Выбрать главу

Счастливая середина между слишком зависимой и слишком независимой собакой — это и есть идеал истинно преданной собаки. Этот идеал встречается далеко не так часто, как принято считать, и уж во всяком случае гораздо реже, чем кажется среднему владельцу собаки.

Определенная степень непреходящей инфантильности необходима, чтобы собака питала к своему хозяину любовь и преданность, но ее избыток заставляет собаку так же покорно обожать всех людей без разбора. Поэтому лишь относительно немногие собаки будут действительно защищать своего хозяина от хулигана: хотя они вовсе не остаются равнодушными к тому, что на хозяина кто-то напал, однако человек вообще внушает им благоговейное почтение, и они не в состоянии причинить ему вред. Мой маленький французский бульдог подбежит со свирепым рычанием не только к незнакомому прохожему, но и к члену моей семьи, в шутку или всерьез замахнувшемуся на меня, он яростно вцепится в юбку или штанину агрессора, однако его зубы при этом никогда не заденут кожи. И немецкая овчарка Тита, кусавшая даже тех, кто осмеливался просто заспорить со мной, ни разу не цапнула никого по-настоящему — даже бродяг, которые заглядывали к нам во двор в надежде чем-нибудь поживиться. А укусы ее куда более свирепой внучки Стаси, которая в прошлую войну опрокинула на спину генерала и продержала его в этом уютном положении более четверти часа, никогда не бывали действительно опасными. Не знаю, как повели бы себя Тита и Стаси, если бы я подвергся реальному нападению, но они были гораздо более сметливыми, чем французский бульдог, прекрасно понимали притворный характер нападения и не приходили в ярость, а отворачивались, обиженно взглянув на меня. Поэтому я склонен думать, что в случае настоящего нападения они тоже разобрались бы в ситуации и поступили бы соответствующим образом.

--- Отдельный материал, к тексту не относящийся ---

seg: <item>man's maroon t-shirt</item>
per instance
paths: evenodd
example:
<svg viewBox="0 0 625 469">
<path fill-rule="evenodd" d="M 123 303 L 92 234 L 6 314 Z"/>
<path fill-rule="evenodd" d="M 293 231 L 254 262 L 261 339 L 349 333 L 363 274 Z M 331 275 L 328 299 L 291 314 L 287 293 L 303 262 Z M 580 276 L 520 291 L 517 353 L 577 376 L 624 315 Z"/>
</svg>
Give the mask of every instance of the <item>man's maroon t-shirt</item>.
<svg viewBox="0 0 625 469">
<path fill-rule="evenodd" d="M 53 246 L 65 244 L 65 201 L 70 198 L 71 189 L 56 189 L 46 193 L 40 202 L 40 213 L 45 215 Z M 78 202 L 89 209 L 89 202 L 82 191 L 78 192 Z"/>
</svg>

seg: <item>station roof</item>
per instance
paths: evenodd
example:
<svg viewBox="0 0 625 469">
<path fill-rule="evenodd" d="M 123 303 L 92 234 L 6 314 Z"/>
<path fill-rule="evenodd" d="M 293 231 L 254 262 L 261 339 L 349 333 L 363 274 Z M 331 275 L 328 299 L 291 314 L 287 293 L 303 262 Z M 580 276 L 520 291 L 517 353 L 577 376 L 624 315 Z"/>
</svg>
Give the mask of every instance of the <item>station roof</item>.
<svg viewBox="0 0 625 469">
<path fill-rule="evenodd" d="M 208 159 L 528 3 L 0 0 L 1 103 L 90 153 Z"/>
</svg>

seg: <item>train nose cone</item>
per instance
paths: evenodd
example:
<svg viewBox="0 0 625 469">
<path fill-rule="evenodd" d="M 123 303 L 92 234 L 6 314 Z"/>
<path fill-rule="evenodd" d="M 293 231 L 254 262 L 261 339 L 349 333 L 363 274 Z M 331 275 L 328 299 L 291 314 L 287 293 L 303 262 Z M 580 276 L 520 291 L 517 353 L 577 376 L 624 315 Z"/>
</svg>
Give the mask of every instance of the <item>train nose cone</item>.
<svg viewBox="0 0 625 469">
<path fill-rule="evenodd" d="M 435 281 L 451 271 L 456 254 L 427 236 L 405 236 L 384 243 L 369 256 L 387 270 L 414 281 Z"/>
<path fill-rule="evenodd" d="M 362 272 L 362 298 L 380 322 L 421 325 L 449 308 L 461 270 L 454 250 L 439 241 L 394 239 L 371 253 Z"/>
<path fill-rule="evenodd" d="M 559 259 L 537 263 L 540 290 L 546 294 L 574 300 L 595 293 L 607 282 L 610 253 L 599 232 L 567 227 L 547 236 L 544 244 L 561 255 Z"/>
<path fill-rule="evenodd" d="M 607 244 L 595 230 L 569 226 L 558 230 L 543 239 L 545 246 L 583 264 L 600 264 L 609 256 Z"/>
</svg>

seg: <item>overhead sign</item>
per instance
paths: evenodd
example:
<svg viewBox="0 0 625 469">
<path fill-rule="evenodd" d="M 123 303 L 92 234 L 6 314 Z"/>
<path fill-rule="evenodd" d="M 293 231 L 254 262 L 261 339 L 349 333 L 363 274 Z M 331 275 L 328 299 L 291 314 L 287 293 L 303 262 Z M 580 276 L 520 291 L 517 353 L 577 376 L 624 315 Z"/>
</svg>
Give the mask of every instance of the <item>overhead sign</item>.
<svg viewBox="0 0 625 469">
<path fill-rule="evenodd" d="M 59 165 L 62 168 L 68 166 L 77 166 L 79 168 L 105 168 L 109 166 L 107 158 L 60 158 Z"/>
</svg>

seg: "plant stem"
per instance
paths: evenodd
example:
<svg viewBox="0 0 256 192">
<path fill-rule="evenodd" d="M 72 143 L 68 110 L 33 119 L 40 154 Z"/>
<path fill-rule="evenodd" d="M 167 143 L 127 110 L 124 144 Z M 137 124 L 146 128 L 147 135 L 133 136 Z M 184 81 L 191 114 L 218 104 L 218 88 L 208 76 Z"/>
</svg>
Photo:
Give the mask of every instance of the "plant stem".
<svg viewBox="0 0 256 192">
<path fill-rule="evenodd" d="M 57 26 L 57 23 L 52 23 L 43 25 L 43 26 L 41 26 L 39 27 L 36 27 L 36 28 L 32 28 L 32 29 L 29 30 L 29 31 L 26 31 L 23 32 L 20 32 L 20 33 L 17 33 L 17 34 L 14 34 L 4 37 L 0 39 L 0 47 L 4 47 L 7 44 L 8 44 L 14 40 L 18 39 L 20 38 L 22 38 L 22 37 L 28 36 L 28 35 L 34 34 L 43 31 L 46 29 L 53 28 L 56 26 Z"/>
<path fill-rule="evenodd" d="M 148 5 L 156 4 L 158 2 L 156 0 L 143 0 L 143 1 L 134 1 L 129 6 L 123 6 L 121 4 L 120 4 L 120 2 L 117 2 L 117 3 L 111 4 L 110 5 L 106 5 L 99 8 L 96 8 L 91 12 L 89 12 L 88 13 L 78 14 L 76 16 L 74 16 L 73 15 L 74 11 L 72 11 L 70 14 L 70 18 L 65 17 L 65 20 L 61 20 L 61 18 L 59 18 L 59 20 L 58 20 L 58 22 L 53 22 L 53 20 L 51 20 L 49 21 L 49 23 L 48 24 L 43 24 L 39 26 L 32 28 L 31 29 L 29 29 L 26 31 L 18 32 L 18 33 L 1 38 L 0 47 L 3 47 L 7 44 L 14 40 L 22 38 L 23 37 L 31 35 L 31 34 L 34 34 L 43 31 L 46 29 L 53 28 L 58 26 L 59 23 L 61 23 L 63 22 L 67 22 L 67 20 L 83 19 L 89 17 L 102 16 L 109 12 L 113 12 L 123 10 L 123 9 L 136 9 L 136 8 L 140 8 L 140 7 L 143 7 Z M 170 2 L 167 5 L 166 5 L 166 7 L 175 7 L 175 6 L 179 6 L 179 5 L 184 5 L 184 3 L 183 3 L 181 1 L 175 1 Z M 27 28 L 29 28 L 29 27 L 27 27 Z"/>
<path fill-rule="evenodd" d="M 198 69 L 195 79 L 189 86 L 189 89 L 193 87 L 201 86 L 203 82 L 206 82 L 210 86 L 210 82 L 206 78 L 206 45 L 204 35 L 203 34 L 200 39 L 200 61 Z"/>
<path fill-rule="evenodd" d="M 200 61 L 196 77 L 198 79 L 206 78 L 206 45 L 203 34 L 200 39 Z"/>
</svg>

Преданность собак, принадлежащих к тем породам, в жилах которых течет какая-то доля волчьей крови, принципиально отлична от преданности наших центральноевропейских пород, ведущих, по-видимому, свое происхождение непосредственно от шакалов. Вряд ли существуют породы, восходящие прямо к волкам: есть все основания считать, что человека в то время, когда он начал селиться в арктических областях, где вошел в соприкосновение с тундровым волком, уже сопровождали собаки шакальей крови. Скрещивание волков с домашними собаками северных народов произошло, очевидно, сравнительно поздно, и уж во всяком случае гораздо позднее, чем первое приручение шакала. Поскольку волк сильнее и выносливее, могла возникнуть потребность в породах со значительным преобладанием волчьей крови, а свирепость и неукротимость, вероятно, не слишком беспокоили обитателей Крайнего Севера — прирожденных дрессировщиков, умеющих справляться с самыми независимыми псами. Непосредственным результатом этого большого и сравнительно недавнего прилива волчьей крови явилось значительное ослабление в «волчьих» породах черт одомашненности, и в частности непреходящей инфантильности. Она заменяется зависимостью совсем иного типа, которая обязана своим происхождением специфическим волчьим особенностям. Если шакал в основном питается падалью, то волк — настоящий хищник и зимой нуждается в помощи своих собратьев, охотясь на крупных травоядных — его единственный корм в эту пору года.

Чтобы обеспечить себя достаточным количеством пищи, волчья стая вынуждена покрывать очень большие расстояния, а результаты охоты зависят от взаимной поддержки в те минуты, когда ее членам удается затравить дичь. Строгая организация стаи, беззаветная преданность вожаку и безоговорочная взаимная выручка — вот необходимые условия успешного выживания этого вида в тяжелой борьбе за существование. Такие волчьи свойства полностью объясняют сущность весьма заметных различий в характере «шакальих» и «волчьих» собак — различий, очевидных для всех, кто по-настоящему понимает собак. Если первые относятся к своим хозяевам как к собакам-родителям, то вторые видят в них скорее вожаков стаи и ведут себя с ними соответственно.

Покорности инфантильной шакальей собаки у волчьей собаки соответствует гордая «мужская» лояльность, в которой подчинение играет весьма малую роль, а рабская покорность — никакой. Волчья собака в отличие от шакальей вовсе не видит в хозяине чего-то вроде помеси отца и бога, для нее он скорее товарищ, хотя ее привязанность к нему гораздо прочнее и не переносится с легкостью на кого-нибудь другого. Это «однолюбие» развивается в молодых волчьих собаках весьма своеобразно — в определенный момент детская зависимость от родителей четко сменяется взрослой преданностью вожаку стаи, причем это происходит, даже когда щенок растет в изоляции от себе подобных, а «собака-родитель» и «вожак стаи» воплощены в одном человеке.